Chef-d'œuvre de la vie de l'Esprit, trois moi distincts - dit à peu près le Père Garrigou-Lagrange - vivant de la même vérité, dans un seul et même acte d'Amour. Chef- d'œuvre de la vie de l'Esprit, où la vérité ne s'offre plus comme une proposition, comme un jugement ou un raisonnement, comme une image ou comme une espèce : vicaires de l'objet, mais comme une Personne vivante dont la contemplation aimante livre toute vérité.
Ici prend fin seulement, si l'on peut dire, pour la créature qui aspire à l'unité d'une vision simple, le conflit du concret et de l'abstrait, de l'intellectualisme et du volontarisme, de la raison et du cœur : l'intelligence délivrée par la lumière de gloire baignant dans sa source vivante, dans la mesure même où l'Amour lui donne d'entrer en elle, dans cette source.
Ce n'est qu'un espoir maintenant, mais quel repos pour l'esprit d'entrevoir la possibilité de cet accord ! Chef-d'œuvre de l'Amour, ineffable diffusion, où ce n'est pas le semblable qui est suscité en l'être aimé, mais le même sans réserve lui est donné.
Le Père humain évoque en son fils une vie semblable à la sienne. Ce n'est pas vraiment sa vie qu'il lui donne. De même, le Maître suscite en son disciple une science semblable à la sienne, il ne peut faire passer directe­ment sa science en l'esprit de son élève. Et quand une mère serait prête à mourir pour un fils qui s'égare, elle ne peut lui donner sa vertu, mais tout au plus implorer, mériter, préparer l'éclosion en lui d'une vertu semblable à la sienne.
De l'être le plus aimé, nous restons en quelque sorte exilés, comme il nous demeure toujours sur quelque point impénétrable. Impossible d'habiter vraiment en lui, de ne faire vraiment et totalement qu'un avec lui.
Mais ici, l'Amour dans sa plénitude, dans la plus absolue diffusion de soi-même, le Père donne tout ce qu'il a et tout ce qu'il est au Fils ; le Fils et le Père donnent tout ce qu'ils ont et tout ce qu'ils sont à l'Esprit qui s'offre à eux selon tout ce qu'il est, comme le don qui les relie - dans la totale circumincession des Personnes, chacune étant tout entière en tout l'Autre.

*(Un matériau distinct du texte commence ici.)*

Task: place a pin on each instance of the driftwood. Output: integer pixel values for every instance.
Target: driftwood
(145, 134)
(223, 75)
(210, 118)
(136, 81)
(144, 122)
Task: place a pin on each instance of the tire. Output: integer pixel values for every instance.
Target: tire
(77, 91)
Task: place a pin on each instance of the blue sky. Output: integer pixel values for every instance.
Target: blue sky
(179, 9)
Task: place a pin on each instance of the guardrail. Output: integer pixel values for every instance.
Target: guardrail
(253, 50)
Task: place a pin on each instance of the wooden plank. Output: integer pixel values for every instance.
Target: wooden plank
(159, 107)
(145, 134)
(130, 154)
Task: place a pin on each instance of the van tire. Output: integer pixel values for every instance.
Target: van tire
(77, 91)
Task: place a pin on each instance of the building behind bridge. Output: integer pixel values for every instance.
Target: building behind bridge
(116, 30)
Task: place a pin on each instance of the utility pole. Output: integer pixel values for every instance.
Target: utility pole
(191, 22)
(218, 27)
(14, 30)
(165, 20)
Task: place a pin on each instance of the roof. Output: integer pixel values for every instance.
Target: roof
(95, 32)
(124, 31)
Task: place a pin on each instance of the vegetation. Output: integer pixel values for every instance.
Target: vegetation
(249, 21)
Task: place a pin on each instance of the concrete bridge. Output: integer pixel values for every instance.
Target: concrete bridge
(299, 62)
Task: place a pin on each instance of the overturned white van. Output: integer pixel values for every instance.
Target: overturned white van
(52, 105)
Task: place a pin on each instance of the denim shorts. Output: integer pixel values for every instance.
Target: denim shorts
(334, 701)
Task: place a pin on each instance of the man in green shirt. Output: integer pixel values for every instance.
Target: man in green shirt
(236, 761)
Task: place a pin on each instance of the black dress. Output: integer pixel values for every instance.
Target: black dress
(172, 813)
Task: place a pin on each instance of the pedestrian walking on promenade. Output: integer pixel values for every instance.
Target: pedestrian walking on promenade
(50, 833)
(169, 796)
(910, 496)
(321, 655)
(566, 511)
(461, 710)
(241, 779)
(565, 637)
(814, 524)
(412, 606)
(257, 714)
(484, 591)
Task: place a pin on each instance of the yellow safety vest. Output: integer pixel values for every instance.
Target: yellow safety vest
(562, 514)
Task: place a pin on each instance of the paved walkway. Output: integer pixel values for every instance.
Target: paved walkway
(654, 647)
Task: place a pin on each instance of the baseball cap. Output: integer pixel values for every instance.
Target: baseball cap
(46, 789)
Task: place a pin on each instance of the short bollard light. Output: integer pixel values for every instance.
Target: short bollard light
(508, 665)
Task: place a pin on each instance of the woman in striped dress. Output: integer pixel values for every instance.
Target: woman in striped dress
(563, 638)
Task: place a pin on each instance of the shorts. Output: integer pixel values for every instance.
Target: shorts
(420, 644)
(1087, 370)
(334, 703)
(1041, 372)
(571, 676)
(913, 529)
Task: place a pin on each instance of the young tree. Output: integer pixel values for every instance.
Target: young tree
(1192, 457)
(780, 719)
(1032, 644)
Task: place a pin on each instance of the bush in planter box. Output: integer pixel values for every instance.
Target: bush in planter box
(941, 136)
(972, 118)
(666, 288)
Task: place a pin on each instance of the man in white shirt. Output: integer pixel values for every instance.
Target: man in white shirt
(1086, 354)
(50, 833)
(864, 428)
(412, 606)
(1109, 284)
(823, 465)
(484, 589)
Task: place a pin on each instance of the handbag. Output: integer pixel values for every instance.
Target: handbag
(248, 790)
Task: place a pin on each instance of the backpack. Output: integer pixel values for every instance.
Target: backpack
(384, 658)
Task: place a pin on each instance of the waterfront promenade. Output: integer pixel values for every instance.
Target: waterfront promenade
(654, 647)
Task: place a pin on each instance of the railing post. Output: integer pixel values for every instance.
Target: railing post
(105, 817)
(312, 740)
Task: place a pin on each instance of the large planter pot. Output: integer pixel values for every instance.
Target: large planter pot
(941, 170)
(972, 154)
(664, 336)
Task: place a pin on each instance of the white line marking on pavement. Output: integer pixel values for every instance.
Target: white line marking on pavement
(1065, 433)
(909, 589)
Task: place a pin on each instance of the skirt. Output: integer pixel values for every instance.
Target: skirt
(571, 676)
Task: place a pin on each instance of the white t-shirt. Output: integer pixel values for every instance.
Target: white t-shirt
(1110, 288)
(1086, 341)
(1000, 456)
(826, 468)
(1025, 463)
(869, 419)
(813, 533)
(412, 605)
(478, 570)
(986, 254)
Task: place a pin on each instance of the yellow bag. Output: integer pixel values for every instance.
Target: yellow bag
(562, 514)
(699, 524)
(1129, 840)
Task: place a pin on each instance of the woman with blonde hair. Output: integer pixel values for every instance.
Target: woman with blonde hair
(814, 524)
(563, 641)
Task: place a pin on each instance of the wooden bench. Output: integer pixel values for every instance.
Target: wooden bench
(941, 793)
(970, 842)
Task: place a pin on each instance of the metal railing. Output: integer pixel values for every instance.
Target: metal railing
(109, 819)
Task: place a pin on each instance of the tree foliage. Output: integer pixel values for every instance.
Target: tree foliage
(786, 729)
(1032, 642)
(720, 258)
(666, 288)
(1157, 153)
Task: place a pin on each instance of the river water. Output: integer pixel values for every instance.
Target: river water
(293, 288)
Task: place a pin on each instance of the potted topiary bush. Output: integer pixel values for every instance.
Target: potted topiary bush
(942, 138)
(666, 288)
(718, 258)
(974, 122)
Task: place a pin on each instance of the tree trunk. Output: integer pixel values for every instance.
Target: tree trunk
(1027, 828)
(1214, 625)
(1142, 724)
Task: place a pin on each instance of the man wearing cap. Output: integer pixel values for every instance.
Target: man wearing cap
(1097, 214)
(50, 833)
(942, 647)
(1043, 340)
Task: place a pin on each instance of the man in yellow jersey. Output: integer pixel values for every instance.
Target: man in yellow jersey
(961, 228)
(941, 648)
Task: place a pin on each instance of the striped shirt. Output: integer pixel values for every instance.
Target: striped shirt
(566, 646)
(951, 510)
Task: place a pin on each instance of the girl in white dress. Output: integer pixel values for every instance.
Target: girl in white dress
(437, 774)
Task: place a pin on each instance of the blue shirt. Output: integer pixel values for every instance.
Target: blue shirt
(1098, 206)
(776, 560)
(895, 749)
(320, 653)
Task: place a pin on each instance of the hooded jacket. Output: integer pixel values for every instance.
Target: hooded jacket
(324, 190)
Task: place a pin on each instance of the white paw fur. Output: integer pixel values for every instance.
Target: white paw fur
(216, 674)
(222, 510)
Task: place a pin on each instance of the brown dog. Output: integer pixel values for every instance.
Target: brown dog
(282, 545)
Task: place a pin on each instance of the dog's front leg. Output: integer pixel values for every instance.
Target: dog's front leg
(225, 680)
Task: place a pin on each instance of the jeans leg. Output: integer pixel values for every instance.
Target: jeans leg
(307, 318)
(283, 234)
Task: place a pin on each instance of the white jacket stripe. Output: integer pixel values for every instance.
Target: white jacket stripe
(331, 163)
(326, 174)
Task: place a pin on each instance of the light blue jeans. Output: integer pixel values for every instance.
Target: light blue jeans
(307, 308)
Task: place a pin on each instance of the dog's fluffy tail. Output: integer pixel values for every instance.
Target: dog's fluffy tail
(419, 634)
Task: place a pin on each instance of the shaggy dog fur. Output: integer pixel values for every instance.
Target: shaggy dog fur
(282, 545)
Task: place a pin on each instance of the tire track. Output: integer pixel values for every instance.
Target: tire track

Et ce qui distingue, opposition d'origine, étant encore ce qui réfère, ce qui relie et unit - enfin l'Amour même.
Chef-d'œuvre de beauté : la beauté résultant dans l'être créé de l'ordre, toujours précaire, qui ramène à l'unité des éléments extérieurs les uns aux autres qui se font mutuellement équilibre. La beauté résultant, ici, de l'ordre qui ramène à l'unité indissoluble d'une même essence, trois moi, trois personnes, parfaitement intérieures l'une à l'autre.
Balbutiements certes. Mais tout de même, entrevoir aussi pour que ce soit : la pure vie de l'Esprit, la pure vie d'Amour, la pure vie de la Beauté - Quelle perspective...
Vie d'Intelligence, vie d'Amour, vie toute de Beauté. Et comprendre enfin, à tout le moins, que Jésus nous a ouvert ces abîmes, non pour opprimer notre esprit, mais pour le délivrer de ses limites et de ses contradictions et voir dans la Révélation de ce Mystère, qui est le grand secret du Cœur de Dieu, le gage le plus touchant de l'amitié divine :
 
" Je ne vous appelle plus serviteurs, je vous appelle mes amis­
" Car le serviteur ignore ce que fait son maître
" Mais pour vous, tout ce que j'ai entendu de mon Père, je vous l'ai fait connaître.
Gage d'amitié au sens le plus authentique, le plus incompréhensible, par où débute justement notre initiation chrétienne qui situe le petit enfant au niveau du plus formidable secret, quand sa mère lui fait dire : " Au nom du Père - et du Fils - et du Saint-Esprit "
Voilà ce qu'un signe de croix peut donner à penser.